FIGURE 5. Cytosolic APX RNAi lines (IAO) showed higher tolerance than the control (Null) to Fe deficiency stress. (A) Quantitative reverse transcription polymerase chain reaction (qRT-PCR) analysis of cytosolic APX genes (GhAPX1, GhAPX8, GhAPX9, and GhAPX10) in ovules of transgenic cottons and the control cultured for 10 days under Fe-deficient or Fe-sufficient conditions. (B) Phenotype of GhAPX1 overexpressor (OA15/OA17), the control (Null) and cytosolic APXs suppressed (IAO24/IAO167) fiber-bearing ovules treated for 10 days under Fe-deficient and Fe-sufficient conditions. Scale bar: 5 mm. The dynamic phenotypes of GhAPX1 overexpressor (OA), control (Null) and cytosolic APXs suppressed (IAO) fiber-bearing ovules treated for 6 days (C), 8 days (D), 10 days (E) and 12 days (F) under Fe-deficient condition. Scale bar: 5 mm (C–F). Fresh weight per ovule of transgenic cotton ovules cultured in Fe-deficient or -sufficient medium for 6 days (G) or 10 days (H). Ferric reduction activities of transgenic cotton cultured for 6 days (I) or 10 days (J) under Fe-deficient or -sufficient conditions. -Fe, 0 μM Fe; +Fe, 60 μM Fe. Error bars represent SD. Every sample includes four biological replicates. Values with different letters above bars in the histogram indicate significant differences (one-way ANOVA and Duncan’s multiple comparisons, P < 0.05).
After 10 days culture under Fe deficient condition, overexpression lines OA15 and OA17 and Null showed the browning phenotype, and ovule and fibers were suppressed compared with them under Fe sufficient condition. In contrast, the RNAi lines IAO24 and IAO167 showed less sensitivity to Fe-deficient conditions. These ovules and fibers showed significantly less browning than Null tissues, and there was no inhibition of development of fiber-bearing ovules compared to Fe-sufficient conditions (Figure 5B).
To confirm the responses of the RNAi lines, time-course analyses of transgenic ovules and the control under Fe-deficient and -sufficient conditions were carried out from 6 to 12 days. After 6 or 8 days culture under Fe-deficient conditions, ovules of overexpressing, Null and RNAi lines showed no browning but the development of ovules and fibers in overexpressing and Null lines was suppressed compared to Fe-sufficient treatment (Figures 5C,D).
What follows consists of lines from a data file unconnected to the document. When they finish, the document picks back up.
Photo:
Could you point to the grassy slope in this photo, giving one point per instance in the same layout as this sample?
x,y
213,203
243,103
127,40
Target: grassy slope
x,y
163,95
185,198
However, ovules and fibers of the RNAi lines showed a similar response whether cultured under Fe-deficient or Fe-sufficient conditions, and fresh weight per ovule in the RNAi tissues did not decrease after 6 days culture under Fe deficiency (Figure 5G). After 10 days culture under Fe-deficient condition, overexpressor and Null lines showed significant browning of ovules and fibers, but RNAi tissue was still white at 10 days and only began to show browning at 12 days (Figures 5E,F), and the fresh weight per ovule was still similar to that under Fe-sufficient conditions (Figure 5H). Suppression of expression of cytosolic APX led to a higher tolerance of Fe deficiency than either overexpression or wild type levels of expression.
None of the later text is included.